Max Weber (1864-1920), Volkswirtschaftler und Soziologe, schuf die methodologischen Grundlagen für eine historisch orientierte Kultur- und Sozialwissenschaft.
Rezensionen

Frankfurter Allgemeine Zeitung - Rezension
Frankfurter Allgemeine Zeitung | Besprechung von 01.11.2004

Weber zwischen Theorie und Hautöl

Vor einhundert Jahren, im November 1904, erschien im "Archiv für Sozialwissenschaften und Sozialpolitik" Max Webers Studie "Die protestantische Ethik und der Geist des Kapitalismus". Die Wirkung, die ihre These ausübt, das moderne Wirtschaftsleben sei durch eine besondere Art religiöser Weltablehnung, Heilungewißheit und christlicher Askese angeschoben worden, ist nach wie vor groß. Sie gibt noch immer den Hintergrund dafür ab, die Modernitätsfähigkeit von Weltreligionen abzuschätzen. Und sie ist eines der wenigen umfassend ausgearbeiteten Beispiele für den versuchten Nachweis, wie überhaupt Ideen historische Schlüsselwirkung zu entfalten vermögen.

Einem solchen Text läßt sich auf verschiedene Weise die intellektuelle Ehre erweisen. Man kann versuchen, ihn so zu lesen, wie es seine Zeit getan haben mag. Also gerade nicht soziologisch und nicht als Klassiker, sondern mit ideengeschichtlichem Sinn für die theologischen, fachhistorischen, religions- und staatswissenschaftlichen Debatten um 1900, in denen der zivilisationsgeschichtliche Beitrag des Christentums kontrovers wurde. Das hieße, beispielsweise in der Art, in der es Wilhelm Hennis oder Hubert Treiber getan haben, den Stand der damaligen Erkenntnis und die polemischen Energien zu ermitteln, die Weber in kulturhistorische Form brachte. "Bismarck ölt sich mit dem Christentum ein wie ein Boxer vor dem Kampf", hatte damals Franz Overbeck sinngemäß notiert und damit die Paradoxie festgehalten, daß etwas ganz Weltablehnendes zum Schmiermittel von etwas ganz Weltmächtigem werden konnte. Eine Paradoxie, die Max Weber an dem untersuchte, was er für die eigentliche Schicksalsmacht hielt, den industriellen Kapitalismus.

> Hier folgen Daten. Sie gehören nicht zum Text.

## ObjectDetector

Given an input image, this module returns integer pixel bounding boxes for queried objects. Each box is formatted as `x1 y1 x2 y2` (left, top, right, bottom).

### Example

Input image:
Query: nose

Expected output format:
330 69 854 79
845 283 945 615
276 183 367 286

Eine andere Möglichkeit, Weber zu ehren, besteht darin, ihn als Vorläufer gegenwärtiger Theoriebildung aufzufassen. Talcott Parsons, Wolfgang Schluchter und Stefan Breuer haben ihn so gelesen, indem sie ihm auf jeweils eigene Weise den Aufriß einer Evolutionsgeschichte des okzidentalen Rationalismus und einer Theorie der Modernisierung entnahmen. Und schließlich gibt es noch die Möglichkeit, Webers Studie am erreichten Wissen über ihren Gegenstand zu messen, ihr also nur die Probleme, aber nicht die Lösungen zu entnehmen.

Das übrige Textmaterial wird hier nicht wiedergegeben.